Thursday, September 20, 2012

Now what?

 
When I come to, Belinda is hovering over me.  Her nostrils flare with anger as she snarls, "If it were up to me you'd be dead already." 
 
I look to my left and right before realizing that I'm in the tavern. Someone has tended to the wound on my leg. 
 
It's Jim.
 
He doesn't smile when we make eye contact, and so I know there has been a shift in our relationship, but none-the-less I thank him for helping with my wound.
 
He simply nods.
 
I let the silence creep in to create a buffer between me and the discomfort before I think to ask, "Where's the baby?"
 
No one answers.
 
The smell of the hospital engulfed in flames enters into my awareness and I look pleadingly around the room for answers.  Eventually someone speaks.
 
"Donna has the baby," they say.
 
I try not to make more conversation than necessary.  I tell myself they've torched the hospital to remove any reminder of the slaughter that occurred and try my best to push away the thought that I was left for dead.
 
"I want to see the baby!" I yell a moment later when my anxiety has escalated to a point where I can no longer control my speech.
 
They all look at each other and make some sort of consensus that isn't obvious to me.  A  minute later Belinda storms out of the tavern in a huff and I'm left with Jim sitting next to me in silence.
 
"Please don't hate me," I say to him once I'm certain that no one is paying attention.
 
He doesn't respond right away, but simply looks at me through a musky layer of fatigue and tells me with his eyes that he doesn't.  A moment later his eyes confide that he feels betrayed.
 
"She needed my help.  She didn't kill me when she had the chance," I plead but he goes silent into the recesses of his mind again.  He's on a different continuum.
 
I reach out my hand to tell him that I'm sorry, but he pulls his away and so I sit there in silence until the next sequence of events unfold.
 
As I wait I think about Maria, the baby, the town, and how I no longer fit.  I wonder if they will throw me into the inferno, and then I wonder why they haven't?

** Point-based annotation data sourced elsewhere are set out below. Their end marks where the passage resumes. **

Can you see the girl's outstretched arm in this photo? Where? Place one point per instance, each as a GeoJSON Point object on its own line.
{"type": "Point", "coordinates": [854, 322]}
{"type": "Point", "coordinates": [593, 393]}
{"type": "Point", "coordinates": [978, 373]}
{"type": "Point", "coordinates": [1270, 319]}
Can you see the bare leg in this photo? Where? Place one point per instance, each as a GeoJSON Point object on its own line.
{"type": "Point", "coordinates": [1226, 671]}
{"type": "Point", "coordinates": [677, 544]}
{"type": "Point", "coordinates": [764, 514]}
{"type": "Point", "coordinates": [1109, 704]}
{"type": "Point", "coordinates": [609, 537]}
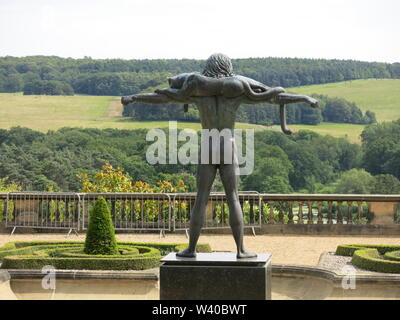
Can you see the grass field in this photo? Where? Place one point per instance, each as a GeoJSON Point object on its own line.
{"type": "Point", "coordinates": [381, 96]}
{"type": "Point", "coordinates": [45, 113]}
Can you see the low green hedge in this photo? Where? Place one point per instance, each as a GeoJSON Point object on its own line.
{"type": "Point", "coordinates": [69, 255]}
{"type": "Point", "coordinates": [349, 249]}
{"type": "Point", "coordinates": [392, 255]}
{"type": "Point", "coordinates": [370, 259]}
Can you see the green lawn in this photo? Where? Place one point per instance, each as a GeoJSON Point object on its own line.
{"type": "Point", "coordinates": [45, 113]}
{"type": "Point", "coordinates": [381, 96]}
{"type": "Point", "coordinates": [340, 130]}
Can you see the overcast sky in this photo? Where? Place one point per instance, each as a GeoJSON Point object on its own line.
{"type": "Point", "coordinates": [134, 29]}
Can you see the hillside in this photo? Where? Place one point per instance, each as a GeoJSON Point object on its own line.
{"type": "Point", "coordinates": [43, 113]}
{"type": "Point", "coordinates": [381, 96]}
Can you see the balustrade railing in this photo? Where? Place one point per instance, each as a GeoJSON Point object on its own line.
{"type": "Point", "coordinates": [171, 211]}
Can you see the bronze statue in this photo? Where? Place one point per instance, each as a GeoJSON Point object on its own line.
{"type": "Point", "coordinates": [218, 93]}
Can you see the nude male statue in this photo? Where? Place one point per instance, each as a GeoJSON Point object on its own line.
{"type": "Point", "coordinates": [217, 110]}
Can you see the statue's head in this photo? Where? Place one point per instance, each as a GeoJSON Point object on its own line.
{"type": "Point", "coordinates": [218, 65]}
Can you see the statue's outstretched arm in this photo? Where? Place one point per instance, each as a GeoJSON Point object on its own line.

My mind twists and contorts a litany of thoughts that wander aimlessly throughout my consciousness unable to offer any comfort.
 
When the door to the tavern opens again, Donna enters holding Maria's baby.  She's disgruntled and I can tell that she's struggling to come to a decision.  I smile at her awkwardly.  At least she has the decency to offer me an honest look of disgust.
 
As Donna makes her way towards me I take a deep breath and hope that this will somehow turn out in my favour.  Before I have a chance to accurately assess the situation the baby cries.  A long and healthy cry.  And I take relief in knowing that its life was spared -- for now.

But if the look in Donna's eyes is any indication of what is about to unfold, neither that baby nor myself will be safe for much longer.  And so, I take a deep breath and try to navigate my anxious thoughts into some sort of a solution before it is too late.